# 15. Fault Tree Uncertainties¶

## 15.1. Overview¶

This lecture puts elementary tools to work to approximate probability distributions of the annual failure rates of a system consisting of a number of critical parts.

We’ll use log normal distributions to approximate probability distributions of critical component parts.

To approximate the probability distribution of the **sum** of \(n\) log normal probability distributions that describes the failure rate of the
entire system, we’ll compute the convolution of those \(n\) log normal probability distributions.

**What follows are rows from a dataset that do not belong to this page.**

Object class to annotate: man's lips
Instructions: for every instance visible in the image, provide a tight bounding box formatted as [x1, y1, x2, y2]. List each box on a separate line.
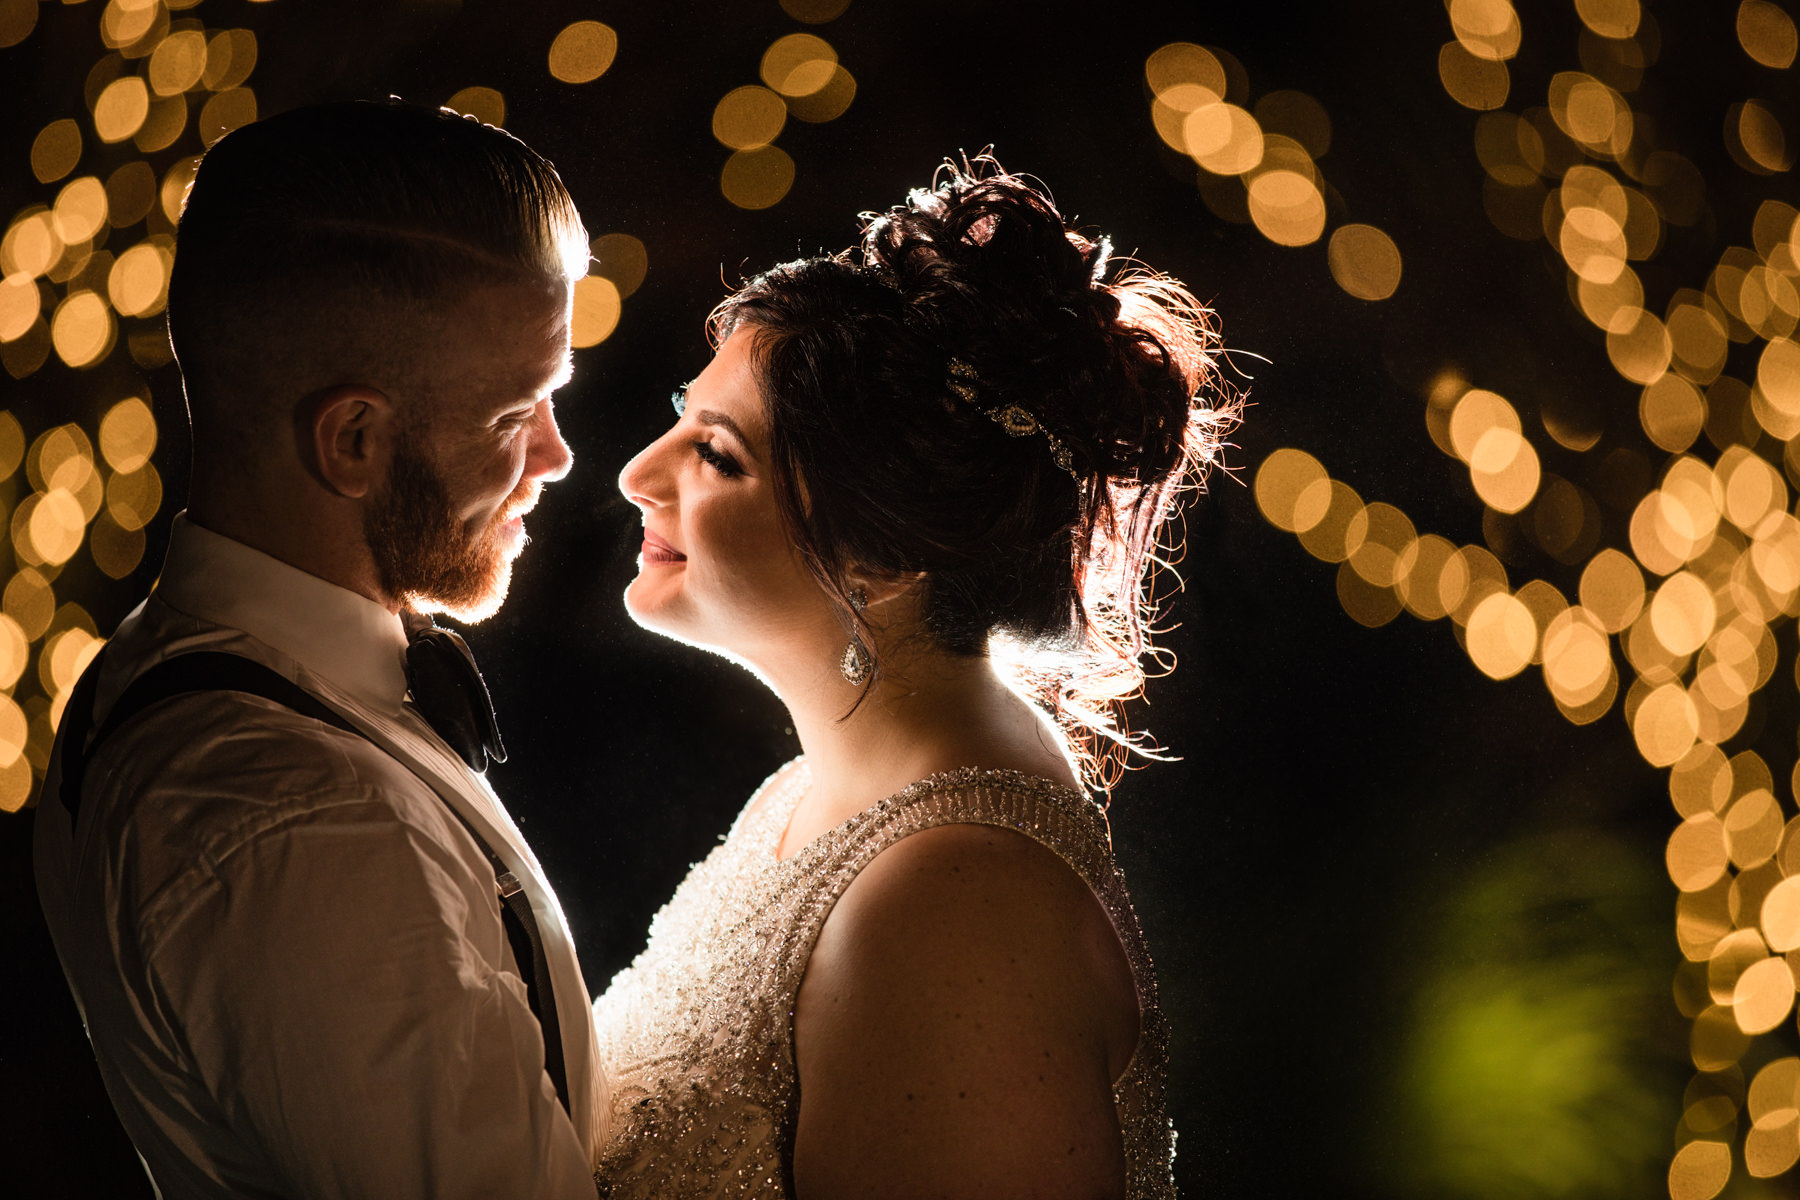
[642, 530, 686, 564]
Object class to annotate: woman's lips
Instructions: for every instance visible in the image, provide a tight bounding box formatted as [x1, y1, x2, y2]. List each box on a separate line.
[641, 530, 686, 564]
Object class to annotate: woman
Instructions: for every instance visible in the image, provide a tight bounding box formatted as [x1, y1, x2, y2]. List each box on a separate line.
[595, 161, 1235, 1199]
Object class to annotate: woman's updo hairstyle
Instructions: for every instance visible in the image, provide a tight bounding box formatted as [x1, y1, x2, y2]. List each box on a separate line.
[710, 157, 1237, 788]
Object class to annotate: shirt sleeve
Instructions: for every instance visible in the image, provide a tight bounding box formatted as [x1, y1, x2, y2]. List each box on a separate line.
[143, 790, 596, 1200]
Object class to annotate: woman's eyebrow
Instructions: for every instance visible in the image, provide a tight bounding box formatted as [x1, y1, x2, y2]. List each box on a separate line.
[694, 408, 761, 460]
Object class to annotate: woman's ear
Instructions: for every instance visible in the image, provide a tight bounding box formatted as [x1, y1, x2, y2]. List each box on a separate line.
[848, 571, 925, 614]
[305, 386, 397, 500]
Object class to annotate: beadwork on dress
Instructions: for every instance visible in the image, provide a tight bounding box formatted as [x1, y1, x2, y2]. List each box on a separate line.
[591, 762, 1177, 1199]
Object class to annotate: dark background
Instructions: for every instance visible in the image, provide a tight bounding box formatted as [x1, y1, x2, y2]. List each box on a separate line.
[6, 0, 1783, 1194]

We’ll use the following concepts and tools:

log normal distributions

the convolution theorem that describes the probability distribution of the sum independent random variables

fault tree analysis for approximating a failure rate of a multi-component system

a hierarchical probability model for describing uncertain probabilities

Fourier transforms and inverse Fourier tranforms as efficient ways of computing convolutions of sequences

For more about Fourier transforms see this quantecon lecture Circulant Matrices as well as these lecture Covariance Stationary Processes and Estimation of Spectra.

El-Shanawany, Ardron, and Walker [ESAW18] and Greenfield and Sargent [GS93] used some of the methods described here to approximate probabilities of failures of safety systems in nuclear facilities.

These methods respond to some of the recommendations made by Apostolakis [Apo90] for constructing procedures for quantifying uncertainty about the reliability of a safety system.

We’ll start by bringing in some Python machinery.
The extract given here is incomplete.